Изредка открывавшаяся дальняя боковая низкая дверка впускала стремительную струю сквозняка, прохладно, почти не касаясь лиц, обегавшего присутствующих и колебавшего пламя свечей, выхватывая из темноты блики металлического одеяния. Было мрачновато и в то же время празднично как-то. Исполнено ожидания некоего. Кого-то вызывали. Тот либо шел, либо отнекивался. Дверь снова захлопывалась. И все опять погружалось в спокойное, даже торжественное рядом-стояние, если можно так выразиться, мощной тьмы и легкого света. Стояние лицом к лицу. Снова отворялась дверь. И все опять приходило в неясное движение и шевеление. Казалось, огромная стремительная и упорная черная кошка вцепилась в страдающего, истекающего пурпурной кровью золотого оленя. Волочится за ним, медленными усилиями мощных перебираемых лап подбираясь к горлу. Он тащит ее и свое слабеющее прекрасное тело на передних стройных подрагивающих ногах в последних предсмертных попытках вырваться из мягких обнимающих и нежно усыпляющих лап. Задние же ноги страдающего чистого белоснежного существа уже безвольные и парализованные, словно их уговорили, тяжело тащатся по земле, прибавляя свой тяжкий мертвый вес к невесомости кошачьего упругого тела. Дикость! Ужас!

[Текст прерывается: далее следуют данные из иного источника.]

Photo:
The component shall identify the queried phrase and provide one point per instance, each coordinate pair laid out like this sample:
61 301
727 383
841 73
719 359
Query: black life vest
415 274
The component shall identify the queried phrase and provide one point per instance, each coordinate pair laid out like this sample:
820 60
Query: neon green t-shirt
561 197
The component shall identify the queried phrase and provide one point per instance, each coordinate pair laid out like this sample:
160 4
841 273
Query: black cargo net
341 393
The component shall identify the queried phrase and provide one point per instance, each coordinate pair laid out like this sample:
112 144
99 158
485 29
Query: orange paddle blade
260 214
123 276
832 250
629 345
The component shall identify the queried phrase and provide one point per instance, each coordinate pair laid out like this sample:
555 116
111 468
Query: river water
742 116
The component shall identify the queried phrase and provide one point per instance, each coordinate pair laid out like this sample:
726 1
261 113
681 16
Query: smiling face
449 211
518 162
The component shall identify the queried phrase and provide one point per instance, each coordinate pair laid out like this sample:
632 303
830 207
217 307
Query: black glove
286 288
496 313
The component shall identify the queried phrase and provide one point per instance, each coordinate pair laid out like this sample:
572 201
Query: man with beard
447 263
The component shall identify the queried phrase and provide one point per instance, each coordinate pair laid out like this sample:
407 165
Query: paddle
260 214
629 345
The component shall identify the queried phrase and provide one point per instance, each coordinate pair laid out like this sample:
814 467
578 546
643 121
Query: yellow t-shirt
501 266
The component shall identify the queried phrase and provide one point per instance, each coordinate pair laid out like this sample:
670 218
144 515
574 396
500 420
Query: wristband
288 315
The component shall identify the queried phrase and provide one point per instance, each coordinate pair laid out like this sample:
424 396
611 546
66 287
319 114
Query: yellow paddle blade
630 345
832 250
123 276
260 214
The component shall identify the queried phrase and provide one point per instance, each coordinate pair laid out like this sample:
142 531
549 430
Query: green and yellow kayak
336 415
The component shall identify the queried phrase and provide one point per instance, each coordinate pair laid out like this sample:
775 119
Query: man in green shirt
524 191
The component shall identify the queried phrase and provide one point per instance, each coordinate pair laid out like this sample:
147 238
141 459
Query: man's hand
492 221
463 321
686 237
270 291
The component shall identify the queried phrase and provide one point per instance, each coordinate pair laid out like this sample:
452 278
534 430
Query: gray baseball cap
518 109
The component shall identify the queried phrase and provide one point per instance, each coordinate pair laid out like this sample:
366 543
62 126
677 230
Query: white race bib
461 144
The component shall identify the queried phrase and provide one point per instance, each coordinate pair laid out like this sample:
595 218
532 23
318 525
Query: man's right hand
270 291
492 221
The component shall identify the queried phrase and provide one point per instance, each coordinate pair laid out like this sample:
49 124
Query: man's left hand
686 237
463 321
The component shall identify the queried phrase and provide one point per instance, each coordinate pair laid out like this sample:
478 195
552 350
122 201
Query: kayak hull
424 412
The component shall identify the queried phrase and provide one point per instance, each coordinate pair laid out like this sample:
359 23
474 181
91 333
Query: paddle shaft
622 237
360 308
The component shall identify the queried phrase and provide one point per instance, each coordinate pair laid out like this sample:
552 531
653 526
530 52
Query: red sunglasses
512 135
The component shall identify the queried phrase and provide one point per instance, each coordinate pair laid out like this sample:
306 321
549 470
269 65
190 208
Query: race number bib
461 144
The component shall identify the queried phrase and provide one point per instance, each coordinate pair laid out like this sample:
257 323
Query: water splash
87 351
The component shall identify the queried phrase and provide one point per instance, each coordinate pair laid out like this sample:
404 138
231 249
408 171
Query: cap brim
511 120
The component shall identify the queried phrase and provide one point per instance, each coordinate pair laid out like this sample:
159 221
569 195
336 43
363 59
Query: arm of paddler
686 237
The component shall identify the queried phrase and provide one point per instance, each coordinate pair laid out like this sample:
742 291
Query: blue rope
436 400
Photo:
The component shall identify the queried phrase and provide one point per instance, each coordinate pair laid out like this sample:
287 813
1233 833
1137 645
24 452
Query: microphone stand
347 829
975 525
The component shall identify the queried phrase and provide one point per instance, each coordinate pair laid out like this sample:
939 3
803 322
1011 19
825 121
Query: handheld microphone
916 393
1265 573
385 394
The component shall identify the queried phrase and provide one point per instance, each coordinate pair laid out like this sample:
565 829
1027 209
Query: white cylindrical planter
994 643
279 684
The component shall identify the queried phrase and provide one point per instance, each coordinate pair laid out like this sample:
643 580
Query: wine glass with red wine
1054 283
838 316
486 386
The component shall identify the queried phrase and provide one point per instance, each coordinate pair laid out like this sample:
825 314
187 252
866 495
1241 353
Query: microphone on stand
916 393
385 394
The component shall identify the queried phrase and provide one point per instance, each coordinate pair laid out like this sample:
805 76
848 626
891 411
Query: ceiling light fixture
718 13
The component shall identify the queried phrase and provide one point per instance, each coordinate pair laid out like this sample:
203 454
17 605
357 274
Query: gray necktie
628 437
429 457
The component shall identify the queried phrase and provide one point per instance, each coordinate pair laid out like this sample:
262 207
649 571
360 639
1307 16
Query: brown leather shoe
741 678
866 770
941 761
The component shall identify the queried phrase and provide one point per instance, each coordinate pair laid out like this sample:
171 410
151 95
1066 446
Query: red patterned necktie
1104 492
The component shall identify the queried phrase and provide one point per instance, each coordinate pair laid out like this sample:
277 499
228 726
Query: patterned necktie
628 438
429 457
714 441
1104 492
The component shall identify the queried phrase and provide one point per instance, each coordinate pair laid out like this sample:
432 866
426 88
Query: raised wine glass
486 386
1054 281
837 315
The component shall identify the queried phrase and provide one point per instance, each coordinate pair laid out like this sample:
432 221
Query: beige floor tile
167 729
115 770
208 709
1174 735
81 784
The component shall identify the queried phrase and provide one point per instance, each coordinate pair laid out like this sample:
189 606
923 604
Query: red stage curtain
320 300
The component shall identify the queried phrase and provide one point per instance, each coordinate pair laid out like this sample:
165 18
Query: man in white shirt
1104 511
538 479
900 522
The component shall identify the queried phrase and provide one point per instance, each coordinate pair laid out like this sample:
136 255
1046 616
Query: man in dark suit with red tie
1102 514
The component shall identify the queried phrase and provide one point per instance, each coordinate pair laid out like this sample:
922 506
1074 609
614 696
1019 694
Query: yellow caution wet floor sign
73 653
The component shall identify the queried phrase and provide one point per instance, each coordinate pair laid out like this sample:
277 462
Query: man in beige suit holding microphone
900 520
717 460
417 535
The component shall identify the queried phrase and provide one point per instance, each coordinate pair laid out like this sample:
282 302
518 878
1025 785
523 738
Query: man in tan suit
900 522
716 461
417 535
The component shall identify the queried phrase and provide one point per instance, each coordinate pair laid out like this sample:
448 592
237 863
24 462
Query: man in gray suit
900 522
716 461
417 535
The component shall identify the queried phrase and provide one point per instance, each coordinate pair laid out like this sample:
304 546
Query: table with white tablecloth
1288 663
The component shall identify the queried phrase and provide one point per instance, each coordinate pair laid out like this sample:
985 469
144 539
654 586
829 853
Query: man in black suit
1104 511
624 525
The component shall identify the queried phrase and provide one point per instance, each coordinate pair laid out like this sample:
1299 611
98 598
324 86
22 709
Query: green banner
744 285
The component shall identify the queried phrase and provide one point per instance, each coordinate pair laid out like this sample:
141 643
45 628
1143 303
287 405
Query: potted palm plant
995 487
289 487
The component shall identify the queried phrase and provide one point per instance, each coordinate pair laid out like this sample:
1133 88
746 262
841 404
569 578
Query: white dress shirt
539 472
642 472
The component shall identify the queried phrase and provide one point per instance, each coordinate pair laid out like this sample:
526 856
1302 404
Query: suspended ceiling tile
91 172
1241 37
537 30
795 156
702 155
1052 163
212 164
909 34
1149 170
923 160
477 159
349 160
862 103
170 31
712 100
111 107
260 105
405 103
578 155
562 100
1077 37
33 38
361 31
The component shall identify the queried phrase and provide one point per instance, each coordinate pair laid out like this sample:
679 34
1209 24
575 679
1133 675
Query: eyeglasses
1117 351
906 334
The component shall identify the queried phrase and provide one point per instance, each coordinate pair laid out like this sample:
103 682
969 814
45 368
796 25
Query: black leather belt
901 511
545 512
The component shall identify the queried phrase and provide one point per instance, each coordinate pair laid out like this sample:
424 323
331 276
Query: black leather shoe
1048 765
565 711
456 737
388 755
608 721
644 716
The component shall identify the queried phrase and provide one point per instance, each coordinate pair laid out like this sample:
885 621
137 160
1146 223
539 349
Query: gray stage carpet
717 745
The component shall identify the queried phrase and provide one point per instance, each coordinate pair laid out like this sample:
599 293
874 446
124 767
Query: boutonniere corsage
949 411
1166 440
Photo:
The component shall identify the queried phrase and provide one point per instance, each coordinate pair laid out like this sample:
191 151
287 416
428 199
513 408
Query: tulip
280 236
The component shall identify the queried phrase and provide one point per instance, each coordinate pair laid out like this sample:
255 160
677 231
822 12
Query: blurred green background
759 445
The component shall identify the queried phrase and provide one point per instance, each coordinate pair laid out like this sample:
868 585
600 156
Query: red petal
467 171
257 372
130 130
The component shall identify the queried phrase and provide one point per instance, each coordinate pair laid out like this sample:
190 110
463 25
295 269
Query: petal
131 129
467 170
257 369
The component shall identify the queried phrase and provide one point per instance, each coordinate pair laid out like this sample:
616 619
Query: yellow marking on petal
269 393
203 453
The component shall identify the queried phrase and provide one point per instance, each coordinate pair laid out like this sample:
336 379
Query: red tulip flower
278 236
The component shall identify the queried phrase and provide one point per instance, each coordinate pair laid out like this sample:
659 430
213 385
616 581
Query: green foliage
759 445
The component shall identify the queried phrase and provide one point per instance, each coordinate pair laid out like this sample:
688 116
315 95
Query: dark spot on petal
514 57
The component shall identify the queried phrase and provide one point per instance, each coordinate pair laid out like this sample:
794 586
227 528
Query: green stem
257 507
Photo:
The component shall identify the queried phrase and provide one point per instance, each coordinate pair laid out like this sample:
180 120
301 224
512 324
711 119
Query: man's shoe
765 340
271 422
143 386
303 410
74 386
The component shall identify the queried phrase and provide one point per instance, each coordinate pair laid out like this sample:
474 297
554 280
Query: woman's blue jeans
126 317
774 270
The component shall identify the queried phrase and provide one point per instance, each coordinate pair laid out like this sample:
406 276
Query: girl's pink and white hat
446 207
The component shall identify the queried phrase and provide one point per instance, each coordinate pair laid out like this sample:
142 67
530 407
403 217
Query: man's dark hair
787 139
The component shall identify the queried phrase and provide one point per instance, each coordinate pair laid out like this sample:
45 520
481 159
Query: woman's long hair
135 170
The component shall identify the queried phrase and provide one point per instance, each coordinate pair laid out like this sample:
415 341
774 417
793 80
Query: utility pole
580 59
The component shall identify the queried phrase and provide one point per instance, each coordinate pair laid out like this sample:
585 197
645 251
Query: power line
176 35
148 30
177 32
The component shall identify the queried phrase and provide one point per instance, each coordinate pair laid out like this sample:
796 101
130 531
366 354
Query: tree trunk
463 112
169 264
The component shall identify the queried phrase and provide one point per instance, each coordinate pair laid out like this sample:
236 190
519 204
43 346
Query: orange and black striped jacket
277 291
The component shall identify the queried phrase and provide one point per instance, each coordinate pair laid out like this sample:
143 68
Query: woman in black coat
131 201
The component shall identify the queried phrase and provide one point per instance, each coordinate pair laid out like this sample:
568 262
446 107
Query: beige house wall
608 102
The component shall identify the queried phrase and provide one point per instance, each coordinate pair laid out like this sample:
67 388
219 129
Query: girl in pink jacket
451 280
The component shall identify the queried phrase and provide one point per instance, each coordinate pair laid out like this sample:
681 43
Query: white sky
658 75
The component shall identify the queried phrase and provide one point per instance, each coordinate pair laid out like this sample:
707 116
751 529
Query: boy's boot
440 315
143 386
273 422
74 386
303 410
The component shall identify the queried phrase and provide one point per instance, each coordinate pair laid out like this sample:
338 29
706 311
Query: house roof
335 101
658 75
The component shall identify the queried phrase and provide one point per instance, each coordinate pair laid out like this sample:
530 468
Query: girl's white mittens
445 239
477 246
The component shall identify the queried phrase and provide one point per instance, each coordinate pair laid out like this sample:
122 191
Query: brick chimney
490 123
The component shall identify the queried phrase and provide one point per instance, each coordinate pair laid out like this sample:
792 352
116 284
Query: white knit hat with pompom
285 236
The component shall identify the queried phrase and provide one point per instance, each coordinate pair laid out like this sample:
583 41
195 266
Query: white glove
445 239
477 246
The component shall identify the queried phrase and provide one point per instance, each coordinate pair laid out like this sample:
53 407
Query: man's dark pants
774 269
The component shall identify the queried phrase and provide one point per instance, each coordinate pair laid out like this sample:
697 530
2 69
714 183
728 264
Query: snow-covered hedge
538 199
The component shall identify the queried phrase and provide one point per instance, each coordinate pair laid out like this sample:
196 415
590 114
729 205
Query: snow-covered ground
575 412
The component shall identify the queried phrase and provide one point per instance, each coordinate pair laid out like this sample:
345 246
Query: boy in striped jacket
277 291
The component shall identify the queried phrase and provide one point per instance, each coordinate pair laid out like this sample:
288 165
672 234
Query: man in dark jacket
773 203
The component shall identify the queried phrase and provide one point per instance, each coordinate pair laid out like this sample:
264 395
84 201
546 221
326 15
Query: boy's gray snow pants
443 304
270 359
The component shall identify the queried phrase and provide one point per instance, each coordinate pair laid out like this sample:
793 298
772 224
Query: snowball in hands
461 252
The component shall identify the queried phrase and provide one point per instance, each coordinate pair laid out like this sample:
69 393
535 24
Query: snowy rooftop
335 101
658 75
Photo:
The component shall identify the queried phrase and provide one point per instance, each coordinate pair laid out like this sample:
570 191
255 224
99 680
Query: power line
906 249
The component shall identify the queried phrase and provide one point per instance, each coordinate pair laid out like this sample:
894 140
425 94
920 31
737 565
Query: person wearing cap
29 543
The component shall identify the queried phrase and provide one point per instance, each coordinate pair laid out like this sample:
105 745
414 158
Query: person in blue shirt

– Семеон был из тех старцев. Из первых, – Иван Петрович окинул всех медленным взглядом, замечая постаревшие лица своих одногодок и останавливаясь на молодых, возбужденных, благодарных. Благодарных ли? – Мне мой учитель Марий рассказывал. Тоже из сильных старцев. Я тогда совсем юный был. В те времена молодым гораздо меньше позволялось, – он взглянул, не как ожидалось бы, в сторону молодых и порицаемых, но в сторону старых и понимающих. Те склонили согласные головы. – О Семеоне все знали. Сейчас столько не живут. – Он помолчал. – За неделю до того, как отойти, отец Кирилл, мир праху его, – Иван Петрович перекрестился, все последовали его примеру, – назвал имя. Присутствовали только старцы. Молодым тогда подобного не позволялось, – повторился он, покачав головой. – Мне все пересказал отец Марий, тоже давно отошедший, мир праху его. – Иван Петрович снова несколько раз перекрестился и пробормотал какие-то неясные слова. На сей раз лишь некоторые последовали его примеру. – Он был молодой. Ну, по нынешним понятиям молодой. Его, естественно, не допустили. Он все потом узнал. Он был моим духовником. Как-то отозвал меня и сказал: – Помнишь отца Кирилла? Перед тем как отойти – Господь, упокой его душу! – он назвал имя Семеона и вызвал к себе. Что там говорилось, я не знаю. – Иван Петрович замялся, огляделся.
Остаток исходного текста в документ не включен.